L’importanza dell’attività fisica

Cosa insegna alle persone con diabete questa esperienza? «I buoni risultati ottenuti non significano che chiunque è affetto dalla patologia debba partire per fare il giro del mondo» sottolinea Genovese. «Ma significano che una persona diabetica può affrontare una sfida impegnativa come quella affrontata da Claudio senza difficoltà, a patto di usare la testa e la consulenza di un esperto, traendone anche benefici nella gestione della malattia».

Di fatto, la Trip Therapy conferma ulteriormente che il movimento, da sempre raccomandato ai pazienti diabetici (qui le ultime linee guida redatte dalla Canadian Diabetes Association), è fondamentale per il controllo glicemico e invita chi è affetto dalla patologia a non precludersi nessuna attività o passione sportiva. «Con il giusto monitoraggio della glicemia, i diabetici possono fare qualsiasi sport. Claudio nelle isole Andamane ha fatto regolari immersioni subacquee: l’importante era scendere sempre con un accompagnatore e con una glicemia non troppo elevata» spiega l’esperto.

I benefici della meditazione

Come era già emerso dopo circa cinque mesi di viaggio, ha giocato un ruolo fondamentale anche la meditazione. Non solo intesa come pratica, ma anche come maggiore concentrazione su se stessi e sulle proprie abitudini, alimentari e non, durante il viaggio. «È stata un’esperienza molto meditativa, perché Claudio ha passato molto tempo da solo. Questo gli ha permesso di pensare più a se stesso e alla sua terapia e, di conseguenza, a gestire meglio la malattia stando più attento a cosa mangiava e a cosa faceva» spiega il diabetologo.
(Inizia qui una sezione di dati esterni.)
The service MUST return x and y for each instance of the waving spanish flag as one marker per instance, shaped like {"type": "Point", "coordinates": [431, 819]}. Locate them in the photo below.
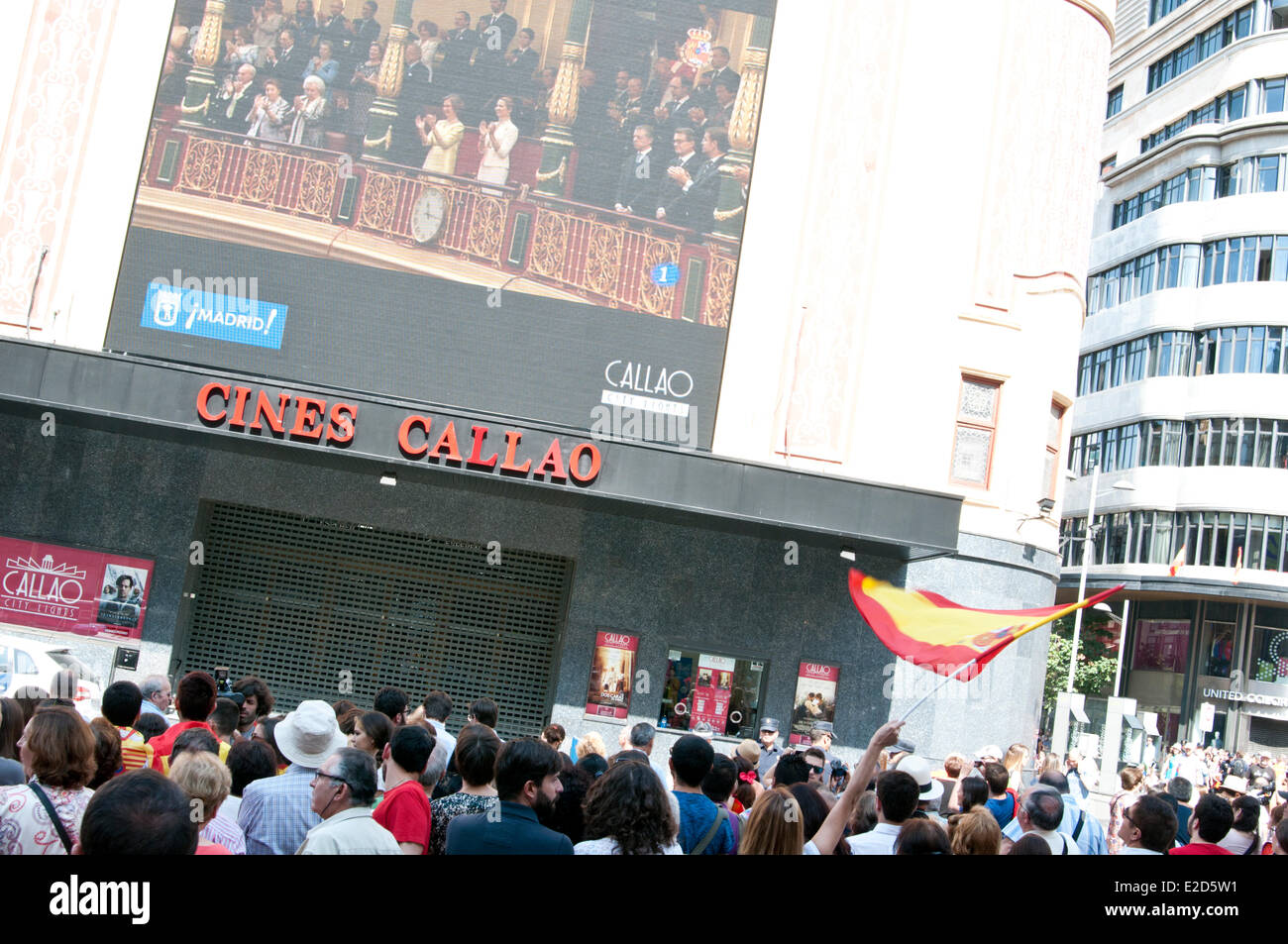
{"type": "Point", "coordinates": [940, 635]}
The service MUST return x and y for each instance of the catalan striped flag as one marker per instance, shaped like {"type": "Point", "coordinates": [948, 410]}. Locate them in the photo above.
{"type": "Point", "coordinates": [936, 634]}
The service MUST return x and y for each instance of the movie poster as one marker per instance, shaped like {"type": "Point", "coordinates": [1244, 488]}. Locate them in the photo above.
{"type": "Point", "coordinates": [712, 691]}
{"type": "Point", "coordinates": [814, 700]}
{"type": "Point", "coordinates": [72, 590]}
{"type": "Point", "coordinates": [612, 668]}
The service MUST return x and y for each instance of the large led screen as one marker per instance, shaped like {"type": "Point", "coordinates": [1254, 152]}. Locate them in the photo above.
{"type": "Point", "coordinates": [531, 210]}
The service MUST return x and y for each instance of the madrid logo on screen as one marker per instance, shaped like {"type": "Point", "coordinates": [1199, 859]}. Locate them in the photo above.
{"type": "Point", "coordinates": [224, 309]}
{"type": "Point", "coordinates": [166, 304]}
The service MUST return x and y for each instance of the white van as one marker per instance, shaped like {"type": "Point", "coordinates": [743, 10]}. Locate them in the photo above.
{"type": "Point", "coordinates": [25, 662]}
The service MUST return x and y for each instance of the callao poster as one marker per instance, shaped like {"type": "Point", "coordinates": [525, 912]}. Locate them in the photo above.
{"type": "Point", "coordinates": [711, 691]}
{"type": "Point", "coordinates": [72, 590]}
{"type": "Point", "coordinates": [814, 700]}
{"type": "Point", "coordinates": [612, 668]}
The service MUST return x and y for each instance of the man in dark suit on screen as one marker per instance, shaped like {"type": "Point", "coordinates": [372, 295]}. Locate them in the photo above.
{"type": "Point", "coordinates": [527, 782]}
{"type": "Point", "coordinates": [636, 184]}
{"type": "Point", "coordinates": [679, 179]}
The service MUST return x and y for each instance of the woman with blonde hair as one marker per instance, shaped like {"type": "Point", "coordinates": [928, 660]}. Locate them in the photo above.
{"type": "Point", "coordinates": [206, 782]}
{"type": "Point", "coordinates": [310, 111]}
{"type": "Point", "coordinates": [443, 137]}
{"type": "Point", "coordinates": [591, 743]}
{"type": "Point", "coordinates": [1014, 763]}
{"type": "Point", "coordinates": [56, 754]}
{"type": "Point", "coordinates": [776, 826]}
{"type": "Point", "coordinates": [1132, 781]}
{"type": "Point", "coordinates": [974, 833]}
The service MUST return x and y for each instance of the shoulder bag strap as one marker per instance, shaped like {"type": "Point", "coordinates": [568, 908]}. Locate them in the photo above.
{"type": "Point", "coordinates": [721, 814]}
{"type": "Point", "coordinates": [53, 815]}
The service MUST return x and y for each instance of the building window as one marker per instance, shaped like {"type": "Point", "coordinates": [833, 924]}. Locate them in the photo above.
{"type": "Point", "coordinates": [1273, 95]}
{"type": "Point", "coordinates": [1160, 8]}
{"type": "Point", "coordinates": [1227, 107]}
{"type": "Point", "coordinates": [1055, 426]}
{"type": "Point", "coordinates": [1199, 48]}
{"type": "Point", "coordinates": [1116, 102]}
{"type": "Point", "coordinates": [977, 429]}
{"type": "Point", "coordinates": [1192, 184]}
{"type": "Point", "coordinates": [722, 690]}
{"type": "Point", "coordinates": [1193, 265]}
{"type": "Point", "coordinates": [1211, 539]}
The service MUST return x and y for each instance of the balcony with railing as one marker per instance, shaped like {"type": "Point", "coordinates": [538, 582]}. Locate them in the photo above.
{"type": "Point", "coordinates": [576, 250]}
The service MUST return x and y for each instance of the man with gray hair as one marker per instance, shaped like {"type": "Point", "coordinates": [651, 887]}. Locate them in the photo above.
{"type": "Point", "coordinates": [437, 765]}
{"type": "Point", "coordinates": [158, 697]}
{"type": "Point", "coordinates": [344, 787]}
{"type": "Point", "coordinates": [1041, 811]}
{"type": "Point", "coordinates": [642, 739]}
{"type": "Point", "coordinates": [1077, 823]}
{"type": "Point", "coordinates": [231, 108]}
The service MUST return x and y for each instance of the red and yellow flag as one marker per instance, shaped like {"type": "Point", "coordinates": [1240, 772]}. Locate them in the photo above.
{"type": "Point", "coordinates": [936, 634]}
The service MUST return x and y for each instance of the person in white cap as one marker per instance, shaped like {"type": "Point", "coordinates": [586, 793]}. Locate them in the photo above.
{"type": "Point", "coordinates": [275, 811]}
{"type": "Point", "coordinates": [930, 790]}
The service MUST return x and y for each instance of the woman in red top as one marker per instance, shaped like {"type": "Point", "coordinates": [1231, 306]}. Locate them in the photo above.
{"type": "Point", "coordinates": [404, 809]}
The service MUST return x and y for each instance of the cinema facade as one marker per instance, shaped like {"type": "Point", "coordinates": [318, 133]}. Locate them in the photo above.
{"type": "Point", "coordinates": [346, 485]}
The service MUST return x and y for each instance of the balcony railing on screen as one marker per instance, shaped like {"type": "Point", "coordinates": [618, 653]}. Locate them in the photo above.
{"type": "Point", "coordinates": [600, 257]}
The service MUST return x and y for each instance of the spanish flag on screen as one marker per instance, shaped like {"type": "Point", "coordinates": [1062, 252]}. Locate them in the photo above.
{"type": "Point", "coordinates": [940, 635]}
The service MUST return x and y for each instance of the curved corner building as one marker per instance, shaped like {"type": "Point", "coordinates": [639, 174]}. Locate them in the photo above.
{"type": "Point", "coordinates": [1183, 381]}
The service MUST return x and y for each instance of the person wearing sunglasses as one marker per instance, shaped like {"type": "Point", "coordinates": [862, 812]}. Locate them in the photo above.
{"type": "Point", "coordinates": [1147, 827]}
{"type": "Point", "coordinates": [344, 788]}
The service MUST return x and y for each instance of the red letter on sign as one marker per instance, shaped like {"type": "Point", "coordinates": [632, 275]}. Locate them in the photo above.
{"type": "Point", "coordinates": [308, 419]}
{"type": "Point", "coordinates": [477, 452]}
{"type": "Point", "coordinates": [404, 437]}
{"type": "Point", "coordinates": [511, 442]}
{"type": "Point", "coordinates": [447, 442]}
{"type": "Point", "coordinates": [240, 394]}
{"type": "Point", "coordinates": [343, 419]}
{"type": "Point", "coordinates": [263, 407]}
{"type": "Point", "coordinates": [554, 460]}
{"type": "Point", "coordinates": [575, 463]}
{"type": "Point", "coordinates": [204, 402]}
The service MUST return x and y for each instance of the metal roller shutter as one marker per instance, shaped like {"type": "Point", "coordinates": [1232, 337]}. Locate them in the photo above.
{"type": "Point", "coordinates": [331, 609]}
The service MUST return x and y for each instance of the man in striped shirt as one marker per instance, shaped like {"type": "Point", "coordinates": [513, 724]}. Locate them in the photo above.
{"type": "Point", "coordinates": [121, 704]}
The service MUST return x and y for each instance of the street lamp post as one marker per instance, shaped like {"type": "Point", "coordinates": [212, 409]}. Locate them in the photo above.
{"type": "Point", "coordinates": [1082, 579]}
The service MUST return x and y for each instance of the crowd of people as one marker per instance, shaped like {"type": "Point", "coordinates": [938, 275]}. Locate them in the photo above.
{"type": "Point", "coordinates": [232, 777]}
{"type": "Point", "coordinates": [651, 145]}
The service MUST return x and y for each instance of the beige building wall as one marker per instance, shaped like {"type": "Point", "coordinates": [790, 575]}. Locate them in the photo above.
{"type": "Point", "coordinates": [926, 178]}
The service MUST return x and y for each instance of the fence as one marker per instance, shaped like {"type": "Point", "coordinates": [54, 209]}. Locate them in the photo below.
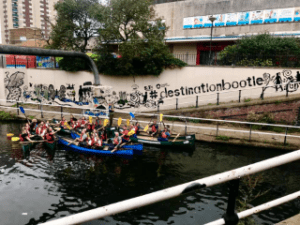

La conservazione dell’insulina

Oltre ai risultati clinici, il viaggio di Claudio è interessante anche dal punto di vista pratico, perché bisogna pensare che questo ragazzo è partito con due zaini e un marsupio e una scorta di insulina per sette-otto mesi (dopo, lo ha raggiunto un amico con un’altra scorta). Chi è affetto da diabete di tipo 1, infatti, è dipendente da questo ormone e non può stare assolutamente senza.

«Per conservarla abbiamo usato la carta di giornale, che è un fantastico isolante» racconta Genovese. «Ogni volta che Claudio si fermava in un luogo con un freezer, metteva dei cubetti di ghiaccio a raffreddare, per poi impacchettarli nella carta di giornale con le penne di insulina». La scelta di Claudio di non utilizzare un microinfusore di insulina è legata sia alla difficoltà di reperire set infusionali di ricambio nei Paesi visitati (non sono venduti ovunque e vanno sostituiti ogni 3-4 giorni), sia a una motivazione personale. «Claudio non ama questo strumento perché gli dà la sensazione di avere una protesi» spiega l’esperto.

Il monitoraggio flash della glicemia

No al microinfusore, ma sì ai sensori continui di glicemia, di cui Claudio ha provato diversi modelli. Oltre ai tradizionali dispositivi CGM (Continous Glucos Monitoring), anche il primo FGM (Flash Glucos Monitoring), un sistema di monitoraggio flash arrivato in commercio nell’ottobre 2014, quando lui si trovava in India nelle isole Andamane.

Tondo e piatto (35 millimetri di diametro e 5 di altezza), si applica nella parte posteriore del braccio e può durare fino a 14 giorni. In che modo si differenza dai dispositivi CGM? «I sensori tradizionali hanno un display che comunica di continuo i livelli della glicemia, con allarmi che avvisano in caso di ipoglicemia o iperglicemia» spiega Genovese. «Il device FGM misura la glicemia costantemente come i CGM, ma grazie a un piccolo lettore simile a uno smartphone permette al paziente di “scansionare” il livello e l’andamento della glicemia quando vuole, senza avere l’invadenza psicologica del CGM, che dà allarmi e fornisce costantemente un dato».

Quando non ha utilizzato il sensore, Claudio si è affidato alla misurazione della glicemia manuale. In questo caso, ha giocato un ruolo fondamentale l’attenzione alla pulizia e il ricambio frequente degli aghi, ma, ancora una volta, viaggiare e affrontare realtà lontane (anche igienicamente) dalla nostra non ha rappresentato un ostacolo alla gestione della malattia.